By Kenias Chivuzhe
A call has been made for the government to review the industrialisation policy through enhancing resource mobilisation and providing incentives that promote the establishment of a vibrant manufacturing sector.
Statistics indicate that the country’s manufacturing sector only contributes 10 percent to the national gross domestic product (GDP), hence the move by the government to promote industrialisation.
The crafting of an action plan, which was done with the help of the United Nations Economic Commission for Africa in Mutare this Sunday, saw several stakeholders speaking on how the country can accelerate industrialisation.
“This action plan is going to assist industries in Zimbabwe as it tackled issues of resource mobilization to fund the industrialization drive and there is an issue of incentives to successful promote retooling of local industries. This workshop prepares Zimbabwe to participate in the African continental free trade area,” said Ndanatsiwa Tagwireyi CEO Roundtable spokesperson.
“There are a number of very good recommendations for instance the issue of improved data and statistics around manufacturing activities across the country. There are also recommendations on how to mobilize financial resources and technical know-how to improve manufacturing activities,” said Professor Albert Makochekamwa.
“Just looking at our export bucket we find that 90 percent of our total exports are coming from mining and agriculture and unfortunately in raw form.

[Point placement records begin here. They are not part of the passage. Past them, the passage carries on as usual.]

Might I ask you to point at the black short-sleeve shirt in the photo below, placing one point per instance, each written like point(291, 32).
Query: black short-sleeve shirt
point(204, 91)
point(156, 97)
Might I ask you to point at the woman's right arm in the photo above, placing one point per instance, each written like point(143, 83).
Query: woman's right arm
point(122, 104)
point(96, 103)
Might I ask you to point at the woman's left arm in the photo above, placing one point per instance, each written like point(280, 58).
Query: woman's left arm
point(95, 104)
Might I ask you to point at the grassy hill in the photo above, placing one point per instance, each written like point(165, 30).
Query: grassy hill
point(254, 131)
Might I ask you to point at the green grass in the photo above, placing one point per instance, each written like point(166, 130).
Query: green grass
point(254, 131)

There is a need to intensify issues of getting investments both foreign and domestic investments. There is a need to encourage domestic resource mobilization as most countries that have developed have used their own saving.”

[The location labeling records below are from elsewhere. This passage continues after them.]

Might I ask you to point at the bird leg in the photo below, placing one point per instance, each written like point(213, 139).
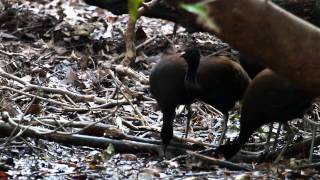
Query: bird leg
point(314, 131)
point(224, 128)
point(290, 136)
point(188, 107)
point(276, 138)
point(267, 146)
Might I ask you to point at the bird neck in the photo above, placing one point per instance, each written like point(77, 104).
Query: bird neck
point(190, 81)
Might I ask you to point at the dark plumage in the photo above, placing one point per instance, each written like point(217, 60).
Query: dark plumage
point(215, 80)
point(269, 98)
point(250, 66)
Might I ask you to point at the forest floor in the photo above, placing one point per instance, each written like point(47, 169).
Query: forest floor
point(73, 112)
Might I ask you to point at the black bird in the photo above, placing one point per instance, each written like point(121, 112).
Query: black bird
point(251, 67)
point(214, 80)
point(269, 98)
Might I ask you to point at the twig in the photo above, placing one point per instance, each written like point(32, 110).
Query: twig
point(34, 96)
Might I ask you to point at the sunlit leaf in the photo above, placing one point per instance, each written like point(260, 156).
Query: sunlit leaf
point(133, 6)
point(200, 10)
point(197, 8)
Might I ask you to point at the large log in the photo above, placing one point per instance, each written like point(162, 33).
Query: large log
point(278, 39)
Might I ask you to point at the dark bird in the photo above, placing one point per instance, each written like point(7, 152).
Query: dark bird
point(269, 98)
point(180, 79)
point(250, 66)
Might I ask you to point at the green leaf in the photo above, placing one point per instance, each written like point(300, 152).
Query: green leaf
point(197, 8)
point(203, 17)
point(133, 6)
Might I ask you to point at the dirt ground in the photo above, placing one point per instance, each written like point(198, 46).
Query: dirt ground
point(72, 51)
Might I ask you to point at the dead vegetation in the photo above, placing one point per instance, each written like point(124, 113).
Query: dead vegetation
point(62, 82)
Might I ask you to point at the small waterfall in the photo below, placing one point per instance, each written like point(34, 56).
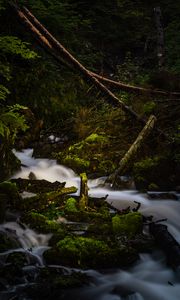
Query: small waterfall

United Nations Economic Commission for Southern Africa Economic Affairs Officer, Fanwell Bakosi noted the need to review the industrial policy to be in line with the National Development Strategy One.

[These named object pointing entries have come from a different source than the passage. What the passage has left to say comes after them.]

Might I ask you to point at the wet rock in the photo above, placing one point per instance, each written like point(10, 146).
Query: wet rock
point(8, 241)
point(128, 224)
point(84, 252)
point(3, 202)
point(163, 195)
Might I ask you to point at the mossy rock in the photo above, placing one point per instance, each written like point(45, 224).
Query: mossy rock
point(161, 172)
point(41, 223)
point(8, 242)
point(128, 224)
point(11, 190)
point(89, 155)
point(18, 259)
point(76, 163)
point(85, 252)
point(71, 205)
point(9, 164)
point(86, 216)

“One of the key proposals is to revisit the national industrial policy following the adoption of the national development strategy one and the effects of the covid-19 pandemic. The Industrial policy was crafted before the new strategy and before Covid-19 struck and there is a need to visit the industrialization policy to align to the demands and realities of the new situation,” said Fanwell Bokosi, United Nations economic commission for Southern Africa Economic Affairs Officer.
Meanwhile, a study by the Economic Commission for African that focuses on the adoption of the COMESA and SADC industrialisation frameworks and strategies is one of the new trajectories for regional member states hence the move to align national frameworks to regional policies.